A czy główny księgowy w ogóle powienien wiedzieć cokolwiek o sytuacji klientów? od tego są socjalni i kierownik a po co jeszcze wszystko wykłądać księgowemu?
Czy istnieją jakieś przepisy regulujące opisywane przez Was kwestie?
U nas jest Kierownik MOPS, zastępcą jest główna księgowa. Nie stworzono u nas konkretnych działów np. działu pomocy środowiskowej, czy mimo to pracownicy socjalni powinni mieć swojego kierownika?
U mnie podobnie- zastępcą księgowa. Tez nie ma podziału na dział pracy środowiskowej .......
Tyle się mówiło o zmianie ustawy o pomocy społecznej a tu nowelizacja bez zbytnich rewelacji. Nie dba się aby polepszyć pracę pracownika socjalnego i usprawnić system pomocy .. Zresztą szkoda słów- trzeba się rozglądać za nową praca
U nas również nie ma działów,pracownicy socjalni są od czarnej roboty tzn. od wszystkiego: robimy sprawozdania, piszemy decyzje, robimy listy wypłat ...
A potem afera na całą Polskę gdy stanie się jakaś tragedia w rodzinie objętą pomocą. Nikt wtedy nie pyta pracownika socjalnego czy nie jest nadmiernie obciążony pracą i papierami.
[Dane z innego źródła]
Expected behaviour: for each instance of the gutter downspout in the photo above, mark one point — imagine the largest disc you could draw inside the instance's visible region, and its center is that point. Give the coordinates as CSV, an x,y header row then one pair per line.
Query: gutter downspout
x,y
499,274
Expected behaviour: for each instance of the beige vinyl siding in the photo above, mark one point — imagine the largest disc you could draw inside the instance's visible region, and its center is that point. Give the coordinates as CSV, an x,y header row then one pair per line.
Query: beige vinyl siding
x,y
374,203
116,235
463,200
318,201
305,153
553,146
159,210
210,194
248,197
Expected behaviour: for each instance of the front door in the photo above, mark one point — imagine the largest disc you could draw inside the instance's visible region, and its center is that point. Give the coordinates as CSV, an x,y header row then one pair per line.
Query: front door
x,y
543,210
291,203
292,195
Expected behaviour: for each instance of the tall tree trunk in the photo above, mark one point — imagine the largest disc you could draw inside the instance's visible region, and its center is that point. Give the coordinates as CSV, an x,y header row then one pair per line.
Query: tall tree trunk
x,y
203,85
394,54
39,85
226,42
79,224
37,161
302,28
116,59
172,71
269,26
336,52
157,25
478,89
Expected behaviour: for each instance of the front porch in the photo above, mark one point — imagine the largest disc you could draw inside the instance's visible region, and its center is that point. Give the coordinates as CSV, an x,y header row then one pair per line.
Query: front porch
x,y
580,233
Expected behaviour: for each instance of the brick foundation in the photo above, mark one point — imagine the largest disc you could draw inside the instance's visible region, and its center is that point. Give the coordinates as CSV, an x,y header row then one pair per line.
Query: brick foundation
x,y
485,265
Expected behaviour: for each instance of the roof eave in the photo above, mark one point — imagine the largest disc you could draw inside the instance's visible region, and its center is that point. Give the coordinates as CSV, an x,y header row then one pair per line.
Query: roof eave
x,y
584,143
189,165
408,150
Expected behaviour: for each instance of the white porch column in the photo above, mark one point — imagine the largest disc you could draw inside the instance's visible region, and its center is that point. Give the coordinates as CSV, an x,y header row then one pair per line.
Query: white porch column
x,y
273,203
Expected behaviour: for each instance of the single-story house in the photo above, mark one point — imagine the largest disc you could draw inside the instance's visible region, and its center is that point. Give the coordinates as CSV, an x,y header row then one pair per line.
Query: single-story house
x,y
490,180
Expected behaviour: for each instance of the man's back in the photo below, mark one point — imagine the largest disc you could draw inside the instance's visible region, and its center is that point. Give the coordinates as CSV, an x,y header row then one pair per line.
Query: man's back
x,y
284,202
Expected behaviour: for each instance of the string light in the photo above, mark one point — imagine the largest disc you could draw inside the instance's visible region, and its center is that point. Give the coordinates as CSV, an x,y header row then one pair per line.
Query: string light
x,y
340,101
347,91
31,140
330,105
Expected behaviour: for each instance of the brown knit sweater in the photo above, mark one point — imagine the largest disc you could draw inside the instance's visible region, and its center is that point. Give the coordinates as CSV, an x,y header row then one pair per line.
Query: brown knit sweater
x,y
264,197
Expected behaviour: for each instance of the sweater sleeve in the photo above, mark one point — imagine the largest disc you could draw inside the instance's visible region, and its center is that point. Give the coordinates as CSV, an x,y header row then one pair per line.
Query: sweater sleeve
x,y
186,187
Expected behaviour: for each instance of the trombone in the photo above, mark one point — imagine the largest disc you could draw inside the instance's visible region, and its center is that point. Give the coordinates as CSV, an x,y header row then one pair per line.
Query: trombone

Czyli wniosek taki, że kierują nami osoby bez kompetencji, często nie mające pojęcia o pracy socjalnej. Najważniejsze dla nich jest aby wszystko w papierach się zgadzało, praca z rodziną schodzi na dalszy plan. Zresztą sam kwestionariusz wywiadu środowiskowego wiele mówi - rubryka zatytułowana praca socjalna jest zepchnięta na sam koniec, nie ma też miejsca aby opisać swoją pracę z rodziną.